Eks Ketua Badan Eksekutif Mahasiswa Universitas Indonesia (BEM UI) 2023, Melki Sedek Huang menyatakan keberatan atas surat keputusan (SK) Rektor UI Nomor 49/SK/R/UI/2024.
Melki Sedek Huang Angkat Bicara Atas Putusan Bersalah Kasus Kekerasan Seksual dari Rektor UI
Dalam SK tersebut, Melki dinyatakan bersalah dan diberikan sanksi administratif berupa skorsing satu semester.“Sehubungan dengan dikeluarkannya Keputusan Rektor UI Nomor 49/SK/R/UI/2024 yang memutuskan bahwa saya bersalah dan diberikan sanksi administratif atas laporan kekerasan seksual yang ditujukan atas nama saya, maka melalui surat ini saya menyampaikan keberatan atas Keputusan Rektor UI tersebut,” katanya, Rabu (31/1).

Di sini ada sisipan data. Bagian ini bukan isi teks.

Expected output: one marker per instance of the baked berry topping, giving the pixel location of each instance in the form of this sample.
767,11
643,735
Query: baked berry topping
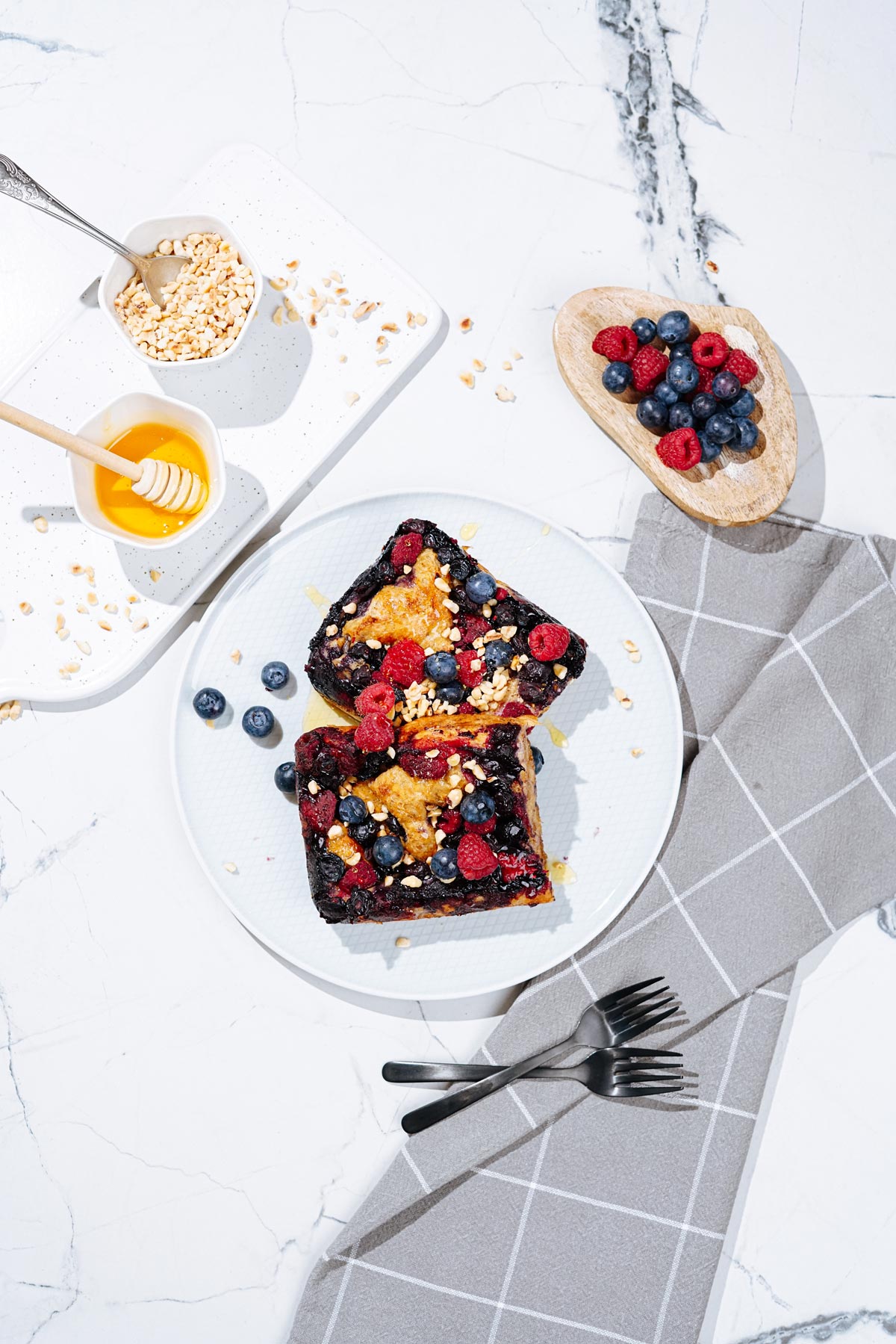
474,858
548,642
615,343
403,663
406,550
374,733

Menurutnya, ada sejumlah hal yang dirasa tidak tepat dalam putusan tersebut.
Melki menuturkan tidak ada transparansi dalam penyelesaian laporan yang menuding dirinya melakukan kekerasan seksual.
Satgas PPKS UI telah melakukan investigasi selama kurang lebih sebulan.

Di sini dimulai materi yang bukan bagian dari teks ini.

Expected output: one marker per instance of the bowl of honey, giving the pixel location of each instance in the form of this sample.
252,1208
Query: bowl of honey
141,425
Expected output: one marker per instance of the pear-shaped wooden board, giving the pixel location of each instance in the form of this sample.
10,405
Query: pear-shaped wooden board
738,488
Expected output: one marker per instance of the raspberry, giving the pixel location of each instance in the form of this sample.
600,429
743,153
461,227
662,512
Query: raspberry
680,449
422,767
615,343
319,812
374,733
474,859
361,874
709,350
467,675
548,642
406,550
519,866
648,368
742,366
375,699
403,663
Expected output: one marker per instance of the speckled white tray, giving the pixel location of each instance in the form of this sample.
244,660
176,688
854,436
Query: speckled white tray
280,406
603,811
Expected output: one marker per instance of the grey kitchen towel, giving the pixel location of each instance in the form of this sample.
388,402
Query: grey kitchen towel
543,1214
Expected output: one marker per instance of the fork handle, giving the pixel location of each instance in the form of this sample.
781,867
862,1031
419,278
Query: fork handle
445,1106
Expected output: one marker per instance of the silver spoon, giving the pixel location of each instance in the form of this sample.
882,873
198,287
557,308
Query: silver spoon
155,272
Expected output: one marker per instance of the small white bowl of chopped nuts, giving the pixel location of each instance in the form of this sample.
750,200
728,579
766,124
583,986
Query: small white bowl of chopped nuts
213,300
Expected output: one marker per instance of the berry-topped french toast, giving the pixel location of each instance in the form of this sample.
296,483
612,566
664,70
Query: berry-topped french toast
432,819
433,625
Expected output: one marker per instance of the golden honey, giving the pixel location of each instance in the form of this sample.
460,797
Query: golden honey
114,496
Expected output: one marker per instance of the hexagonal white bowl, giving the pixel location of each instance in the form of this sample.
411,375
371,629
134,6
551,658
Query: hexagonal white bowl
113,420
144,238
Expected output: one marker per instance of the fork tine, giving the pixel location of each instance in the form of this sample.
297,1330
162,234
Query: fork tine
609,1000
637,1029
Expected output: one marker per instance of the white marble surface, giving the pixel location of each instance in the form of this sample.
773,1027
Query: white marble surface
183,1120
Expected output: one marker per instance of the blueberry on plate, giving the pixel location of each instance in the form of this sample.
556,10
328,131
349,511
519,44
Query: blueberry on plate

Sepanjang proses investigasi, dia tidak pernah melihat dan diberikan berkas investigasi apa pun, termasuk catatan hasil investigasi, dan juga bukti-bukti yang ada dalam investigasi. Melki hanya dikirimkan Keputusan Rektor yang memutus saya bersalah dan memberikan sanksi tanpa adanya penjelasan apa pun.

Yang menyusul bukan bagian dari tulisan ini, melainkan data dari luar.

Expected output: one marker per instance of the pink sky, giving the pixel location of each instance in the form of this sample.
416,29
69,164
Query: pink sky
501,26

“Bahkan saya tidak pernah sekali pun diajak untuk memvalidasi bukti-bukti yang ada,” ungkapnya.
Melki merasa ada kejanggalan dalam penyelesaian laporan tersebut. Dirinya dipanggil pertama pada 22 Desember 2023. Dia mengharapkan adanya pemanggilan lanjutan ataupun informasi yang diberikan mengenai perkembangan proses investigasi. Tapi Melki tidak pernah sekali pun mendapatkan pemanggilan lagi.“Sehingga, tidak ada ruang sedikit pun bagi saya untuk menyampaikan keterangan terbarukan, menyampaikan bukti-bukti, dan bahkan tak pernah sekali pun saya diajak untuk memvalidasi bukti-bukti yang ada,” bebernya.
Dirinya mengaku mengerti bahwa ada sensitivitas yang besar dalam kasus ini sehingga diperlukan proses-proses yang tak bisa ditempuh secara terbuka. Akan tetapi, sebagai tertuduh, dirinya juga merasa mempunyai hak untuk mendapatkan informasi mengenai proses dan investigasi yang ada demi pencarian kebenaran yang adil.
“Setidaknya informasi ini pun sangat penting bagi saya dan keluarga yang selalu bertanya-tanya,” katanya.
Dia juga mengaku mengerti bahwa perspektif korban adalah hal yang penting sehingga wajib untuk dihormati hak-hak juga nama baik korban. Namun dia menegaskan bahwa dirinya juga memiliki hak dan nama baik.
“Selama proses yang ada, saya merasa tak mendapatkan hak-hak tersebut, terlebih dalam hak untuk tidak dianggap bersalah sampai hadir putusan yang sah. Menyebarnya kasus, dokumen-dokumen, dan kabar-kabar tentang kasus ini sejak awal adalah masalah yang membuat saya tak mendapatkan hak-hak tersebut,” pungkasnya.